Solved – Stress values of an nMDS analysis and p-values of ordisurf()

generalized-additive-modelrvegan

I have run a nMDS analysis in vegan and I have a few questions on the stress values of the analysis as well as the p-values associated with utilizing the ordisurf() function (also in vegan).

First of all, what is a good stress value? I know that getting closer to zero is ideal. Depending on how many dimensions I add this value changes. For example at k=2 my stress value is around 0.12, and k=3 it goes down to 0.08. I've looked around the web and have found different opinions. Some say 0.05 is a good cutoff while others say anything below 0.15 is considered "great". Any ideas?

Next, I've also started utilizing the ordisurf function to includes surfaces of my environmental data. As I understand it ordisurf essentially runs a general additive model using the environmental data as a response and using the nMDS axes as predictors. There is a p-value associated with this model. However, I am wondering whether or not to take these p-values with a grain of salt. For example if I have a p-value of 0.07 does that automatically throw out the usage of that model/surface?

Best Answer

Regarding stress, I don't think there is a good value to recommend as it depends on things like the number of observations. I'd say either of the solutions you found were good fits, the second somewhat more so. However, with the second you have the added complexity of now trying to display and interpret a 3-d configuration of points. I'd plot the 2-d configuration and pairs of the 3 dimensions of the 3-d configuration and see if there is any qualitative difference that would suggest retaining the 3-d solution.

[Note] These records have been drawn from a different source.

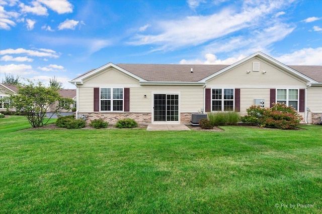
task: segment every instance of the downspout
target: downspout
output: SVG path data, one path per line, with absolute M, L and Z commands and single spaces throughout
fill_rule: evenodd
M 305 118 L 305 123 L 308 123 L 307 122 L 307 117 L 308 116 L 308 114 L 307 113 L 307 88 L 312 86 L 311 84 L 310 84 L 308 86 L 305 88 L 305 111 L 304 113 L 304 116 Z
M 78 118 L 78 100 L 79 100 L 79 93 L 78 92 L 79 88 L 77 85 L 77 83 L 74 83 L 76 86 L 76 112 L 75 112 L 75 118 L 76 119 Z
M 207 86 L 207 83 L 205 83 L 205 86 L 203 87 L 203 114 L 207 114 L 206 113 L 206 87 Z

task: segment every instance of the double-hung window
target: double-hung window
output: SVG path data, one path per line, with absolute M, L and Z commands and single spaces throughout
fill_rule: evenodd
M 292 106 L 298 110 L 298 89 L 277 89 L 276 102 Z
M 0 96 L 0 108 L 10 108 L 10 99 L 9 97 Z
M 101 88 L 101 111 L 122 111 L 123 110 L 123 89 Z
M 233 89 L 213 89 L 212 111 L 233 111 Z

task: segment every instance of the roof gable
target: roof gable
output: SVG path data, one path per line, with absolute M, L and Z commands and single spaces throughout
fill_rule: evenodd
M 133 64 L 117 65 L 147 81 L 184 82 L 198 82 L 228 66 L 228 65 Z
M 210 80 L 210 79 L 212 79 L 215 77 L 216 77 L 216 76 L 218 76 L 219 75 L 220 75 L 221 74 L 222 74 L 224 72 L 226 72 L 227 71 L 231 69 L 236 66 L 238 66 L 238 65 L 246 62 L 246 61 L 255 58 L 255 57 L 259 57 L 260 59 L 262 59 L 262 60 L 264 60 L 264 61 L 268 62 L 269 63 L 271 63 L 272 64 L 273 64 L 273 65 L 274 65 L 275 66 L 276 66 L 277 67 L 278 67 L 280 69 L 281 69 L 282 70 L 283 70 L 284 71 L 289 73 L 291 74 L 293 74 L 297 77 L 298 77 L 299 78 L 300 78 L 301 79 L 303 80 L 305 80 L 306 82 L 313 82 L 313 83 L 316 83 L 317 81 L 316 81 L 315 80 L 313 80 L 313 79 L 311 79 L 309 77 L 308 77 L 307 76 L 305 76 L 305 75 L 303 75 L 303 74 L 294 70 L 293 69 L 283 64 L 283 63 L 278 61 L 277 60 L 272 58 L 272 57 L 266 55 L 265 54 L 263 54 L 263 53 L 261 52 L 256 52 L 251 55 L 249 56 L 248 57 L 241 60 L 239 60 L 239 61 L 229 66 L 226 67 L 226 68 L 224 68 L 223 69 L 222 69 L 221 71 L 220 71 L 218 72 L 216 72 L 214 74 L 213 74 L 212 75 L 206 77 L 204 79 L 203 79 L 202 80 L 201 80 L 200 81 L 202 82 L 206 82 L 208 81 L 209 80 Z
M 88 71 L 87 72 L 85 73 L 85 74 L 83 74 L 82 75 L 68 82 L 70 83 L 83 84 L 84 80 L 85 80 L 86 79 L 87 79 L 91 76 L 93 76 L 97 74 L 98 74 L 100 72 L 103 71 L 104 71 L 105 69 L 107 69 L 111 67 L 114 68 L 116 69 L 117 69 L 119 71 L 120 71 L 122 72 L 123 72 L 125 74 L 127 74 L 128 75 L 134 78 L 134 79 L 138 80 L 139 81 L 146 81 L 145 80 L 134 75 L 134 74 L 132 74 L 131 72 L 128 72 L 128 71 L 126 71 L 126 70 L 124 70 L 124 69 L 117 66 L 116 65 L 112 63 L 109 63 L 106 65 L 101 66 L 100 68 L 97 68 L 96 69 L 91 70 Z
M 322 82 L 322 66 L 286 66 L 261 52 L 256 52 L 232 65 L 174 65 L 134 64 L 109 63 L 93 69 L 69 81 L 83 84 L 83 81 L 109 68 L 118 71 L 138 80 L 141 84 L 205 84 L 210 79 L 238 66 L 254 58 L 258 58 L 269 64 L 296 77 L 304 82 Z M 191 72 L 192 70 L 192 72 Z
M 12 93 L 15 93 L 18 91 L 18 89 L 17 87 L 17 86 L 14 85 L 0 83 L 0 86 L 5 90 Z

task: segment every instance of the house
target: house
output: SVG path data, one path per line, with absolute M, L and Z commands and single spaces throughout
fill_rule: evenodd
M 18 88 L 17 86 L 14 85 L 0 83 L 0 111 L 6 111 L 9 109 L 11 111 L 14 111 L 15 109 L 12 108 L 10 105 L 10 103 L 12 102 L 10 100 L 10 95 L 16 94 L 18 91 Z M 76 99 L 76 90 L 75 89 L 59 89 L 59 94 L 61 96 L 66 98 L 70 98 L 74 100 Z M 63 100 L 62 101 L 63 103 Z M 55 106 L 58 104 L 57 103 L 52 104 L 48 111 L 53 111 L 55 109 Z M 64 103 L 60 103 L 60 105 L 63 105 Z M 70 104 L 70 103 L 66 103 L 66 105 L 70 106 L 70 108 L 76 107 L 75 102 Z M 63 110 L 62 111 L 66 111 Z
M 260 52 L 230 65 L 109 63 L 69 81 L 77 117 L 141 123 L 189 124 L 192 113 L 252 105 L 292 105 L 303 122 L 322 116 L 322 66 L 286 66 Z
M 18 91 L 17 87 L 14 85 L 0 83 L 0 111 L 9 109 L 13 111 L 10 105 L 10 95 L 13 95 Z

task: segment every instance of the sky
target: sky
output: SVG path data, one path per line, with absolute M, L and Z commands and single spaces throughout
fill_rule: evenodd
M 322 1 L 0 0 L 0 81 L 109 62 L 230 65 L 257 51 L 322 65 Z

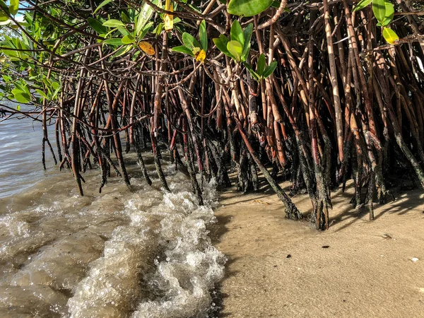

As with any p-value beyond linear models (GLMs, GAMs, etc), these p-values are approximate, relying on asymptotic behaviour (i.e. as sample sizes get large), more so for GAMs because they have to be computed whilst accounting for the selection of the smoothness parameter(s) which control the wiggliness of the fitted spline/surface. The p-value reported does this correction and is based on the surprising frequentist coverage properties of the Bayesian credible interval for the estimated spline. As a result, you can think of the p-values as being based on a test for a zero function (so a flat surface at zero in the case of ordisurf()), and the p-value as an approximate summary of the test.

If you want to deep dive into this, see the references in ?summary.gam regarding p-values, notably one of Simon Wood's two 2013 papers on p-values (not the one on random effects). Otherwise, just take the comments in ?summary.gam at face value.